National Broadband Plan

The 300-plus-page plan is comprehensive and addresses many different goals, from increasing bandwidth to boosting the number of citizens connected, to the Internet to public safety.

"The plan is very ambitious and ambitious goals are hard to achieve," said J.G. Harrington, an attorney at Dow Lohnes, a Washington, DC-based law firm with one of the largest communications law practices in the country. "It likely will be a struggle for the FCC to find all of the spectrum it wants and to reach its targets for broadband adoption. At the same time, the FCC already has laid the groundwork for other initiatives, such as changes in the federal universal service program, and it should be able to accomplish many of those objectives."

One of its goals was to increase implementation of broadband. According to the FCC, nearly 100 million Americans currently lack broadband at home, and 14 million Americans could not have access to broadband even if they wanted it. Such gaps in service undercut American competitiveness, according to the FCC.

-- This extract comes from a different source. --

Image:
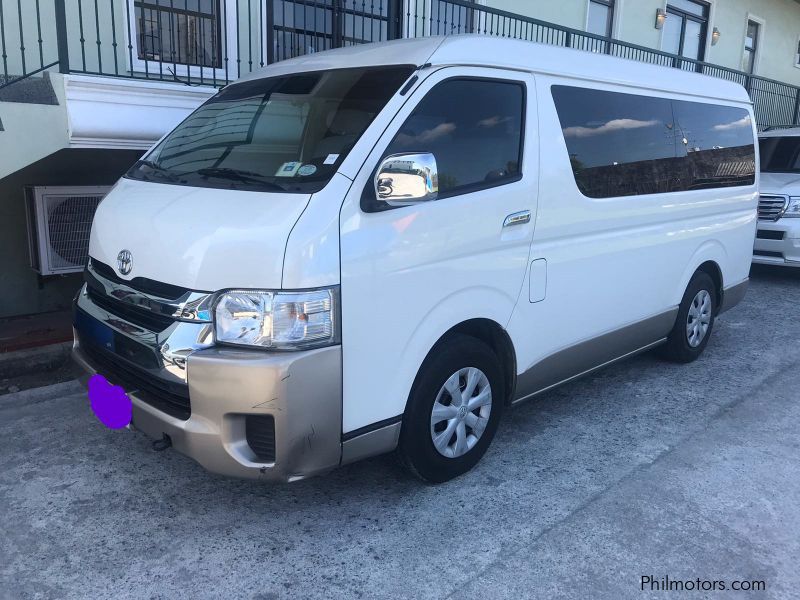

Another focus of the plan is to address the issue of mobile broadband bottlenecking. The rate of mobile broadband has grown so quickly that more wireless spectrum is needed. The NBP recommends increasing the 255-MHz to 3.7-GHz spectrum available to "terrestrial broadband services" by at least 300 MHz in the next five years, and 500 MHz within the next 10. The extra wireless spectrum would come from television bands.

Sponsored post

"Even though it may be hard for the FCC to find all of the spectrum it wants to make available, it seems likely that the greatest impact of the plan will be on wireless broadband," said Harrington. "The FCC's renewed focus on availability of spectrum, along with the advent of LTE, should make it easier for wireless providers to respond to customer demand for greater bandwidth."